Меня охватывает смятение. Стыд ковыляет ко мне и берёт меня под локоть, словно я – расстроенная дама на балу, а он – тыквоголовый кавалер.
– Ты-то прежний. И я прежний. А они – нет. Люди всегда менялись, вспомни, и вот – новые перемены. Когда-то это должно было произойти. Я ещё удивлён, что они продержались так долго.
– И что теперь будет?
Стыд качает плечами-палками.
– Не знаю. Ничего. Они очерствели. Выгнали сначала тех, кто первым стал не нужным. Подружку твою, например.
– Не люди. А Он.
– Да-да. Смерти не нравились светлые людские чувства и порывы. А ты по-другому не думал? Люди сами были рады отмести то, что мешает выживанию После. Так что Смерть помог им, когда увёл сестричек в белых платьях. Теперь люди сами избавляются от прочего хлама. От нас с тобой, например.
– Ты, может, и хлам, – огрызаюсь. – Только я всегда помогал им выживать. Я берёг их от безрассудных поступков, от драк, от войн, от всего, что могло бы ускорить их встречу с Ним. Что же выходит, теперь они сами пойдут к Нему? Ох, проклятье…
Закрываю глаза руками. Это Он, снова Он, ненасытный в своей жажде людских душ.
– От войн ты их, кстати, довольно плохонько оберегал, но не суть. Вы с Ним должны были противостоять друг другу: Он забирает людей, ты будишь трепет, который помогает им избежать скорого путешествия в нижний мир. Я всё ждал, когда ты поймёшь, что Он тебя использует, а ты продолжал считать, что помогаешь Правде, а не Ему. Ты глупец, Страх. Ты глупец.

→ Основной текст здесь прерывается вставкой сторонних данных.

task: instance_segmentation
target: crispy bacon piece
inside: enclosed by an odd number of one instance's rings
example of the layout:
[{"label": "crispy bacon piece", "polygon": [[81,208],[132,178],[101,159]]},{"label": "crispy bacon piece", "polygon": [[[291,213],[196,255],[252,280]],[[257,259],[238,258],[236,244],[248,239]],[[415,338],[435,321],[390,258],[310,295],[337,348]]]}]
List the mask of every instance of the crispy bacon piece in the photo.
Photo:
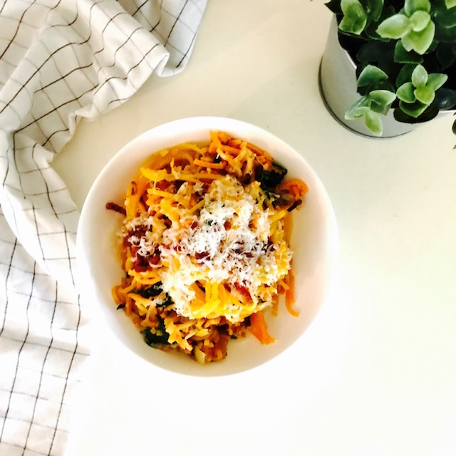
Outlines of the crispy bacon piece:
[{"label": "crispy bacon piece", "polygon": [[118,212],[123,216],[127,215],[127,211],[125,207],[122,207],[122,206],[119,206],[115,202],[107,202],[106,203],[106,209],[110,211],[114,211],[115,212]]}]

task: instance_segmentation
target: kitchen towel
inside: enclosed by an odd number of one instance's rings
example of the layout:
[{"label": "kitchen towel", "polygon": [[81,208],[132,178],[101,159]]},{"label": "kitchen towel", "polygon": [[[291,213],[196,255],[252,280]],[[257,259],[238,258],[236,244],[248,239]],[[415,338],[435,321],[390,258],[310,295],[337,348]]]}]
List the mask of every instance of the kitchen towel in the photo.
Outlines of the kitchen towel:
[{"label": "kitchen towel", "polygon": [[0,1],[0,455],[63,455],[90,353],[78,209],[51,163],[81,119],[185,68],[207,0]]}]

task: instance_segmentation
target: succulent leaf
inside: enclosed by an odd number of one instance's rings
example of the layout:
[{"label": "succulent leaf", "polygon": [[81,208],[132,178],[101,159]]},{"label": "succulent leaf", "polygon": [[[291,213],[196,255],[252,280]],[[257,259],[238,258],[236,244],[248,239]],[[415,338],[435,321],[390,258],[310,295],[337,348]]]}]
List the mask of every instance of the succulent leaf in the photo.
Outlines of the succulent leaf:
[{"label": "succulent leaf", "polygon": [[358,0],[341,0],[341,8],[343,17],[339,28],[348,33],[361,34],[368,21],[363,5]]},{"label": "succulent leaf", "polygon": [[441,73],[431,73],[428,77],[426,86],[435,91],[447,82],[448,76]]},{"label": "succulent leaf", "polygon": [[416,99],[420,101],[425,105],[430,105],[434,98],[435,98],[435,93],[430,87],[426,86],[422,86],[421,87],[417,87],[413,91]]},{"label": "succulent leaf", "polygon": [[401,110],[405,113],[405,114],[408,114],[408,115],[416,118],[420,114],[425,112],[426,108],[428,108],[428,105],[425,105],[420,101],[415,101],[413,103],[406,103],[403,101],[399,102],[399,107]]},{"label": "succulent leaf", "polygon": [[413,93],[415,88],[412,83],[405,83],[398,88],[396,95],[398,98],[405,103],[414,103],[416,101],[416,97]]},{"label": "succulent leaf", "polygon": [[415,87],[425,86],[428,77],[426,68],[423,65],[417,65],[412,73],[412,83]]},{"label": "succulent leaf", "polygon": [[403,14],[395,14],[385,19],[377,28],[382,38],[397,40],[405,36],[412,30],[410,20]]},{"label": "succulent leaf", "polygon": [[430,1],[429,0],[405,0],[404,10],[405,14],[409,17],[418,11],[429,13],[430,12]]},{"label": "succulent leaf", "polygon": [[365,4],[369,18],[374,21],[378,21],[383,10],[383,0],[366,0]]},{"label": "succulent leaf", "polygon": [[397,41],[394,48],[394,61],[396,63],[421,63],[423,58],[414,51],[408,52],[401,41]]},{"label": "succulent leaf", "polygon": [[415,11],[410,16],[410,23],[413,31],[421,31],[429,24],[430,15],[426,11]]},{"label": "succulent leaf", "polygon": [[430,21],[420,31],[410,31],[402,37],[402,44],[407,51],[415,51],[423,55],[432,43],[435,33],[435,24]]},{"label": "succulent leaf", "polygon": [[377,136],[381,136],[383,133],[383,125],[380,115],[377,113],[369,111],[364,116],[366,127]]}]

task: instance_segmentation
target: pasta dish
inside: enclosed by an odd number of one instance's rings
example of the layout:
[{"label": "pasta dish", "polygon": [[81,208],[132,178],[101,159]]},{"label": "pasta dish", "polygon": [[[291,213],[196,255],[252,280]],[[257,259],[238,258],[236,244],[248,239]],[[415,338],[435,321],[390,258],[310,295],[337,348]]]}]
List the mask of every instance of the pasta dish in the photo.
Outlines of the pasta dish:
[{"label": "pasta dish", "polygon": [[152,154],[126,189],[113,289],[150,346],[201,363],[230,339],[274,341],[264,311],[279,298],[294,316],[292,211],[307,191],[270,155],[224,132]]}]

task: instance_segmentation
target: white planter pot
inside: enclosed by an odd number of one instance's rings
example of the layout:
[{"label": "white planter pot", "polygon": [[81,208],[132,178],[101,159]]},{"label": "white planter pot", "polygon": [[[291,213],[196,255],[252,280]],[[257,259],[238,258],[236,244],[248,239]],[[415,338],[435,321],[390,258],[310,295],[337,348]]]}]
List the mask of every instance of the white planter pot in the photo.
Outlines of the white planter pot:
[{"label": "white planter pot", "polygon": [[[320,65],[321,96],[329,112],[345,127],[361,135],[378,138],[366,126],[362,118],[354,120],[345,119],[346,111],[361,95],[356,92],[356,66],[348,53],[339,44],[337,32],[337,21],[334,17]],[[381,115],[381,119],[383,123],[382,138],[403,135],[420,125],[398,122],[392,110],[387,115]]]}]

Размахиваюсь и бью в тыквенную голову. Тыква слетает с палки, разлетаются в стороны глазные яблоки, падает уродливое ожерелье. Голова Стыда раскалывается на четыре части, обнажая влажное гниющее нутро с пятнами семян и белыми вкраплениями опарышей. И тут же мне становится неловко: вибрации Стыда заползают мне в грудь. Опустился до людского мордобоя, ну что за идиот.
Никто на нас не оборачивается. Никто нас не видит. Будто мы – ничто.
Стыд поднимает своё палочное тело с земли, словно кто-то тянет марионетку за невидимые нити. Он меняется на глазах: палки обрастают плотью, превращаются в настоящее человеческое тело, неказистое и костлявое. Вместо расколотый тыквы вырастает голова, словно из глины вылепливаются черты молодого мужчины и застывают в таком состоянии, что напоминают незавершённую скульптуру. Тут я вспоминаю, и мне действительно становится стыдно.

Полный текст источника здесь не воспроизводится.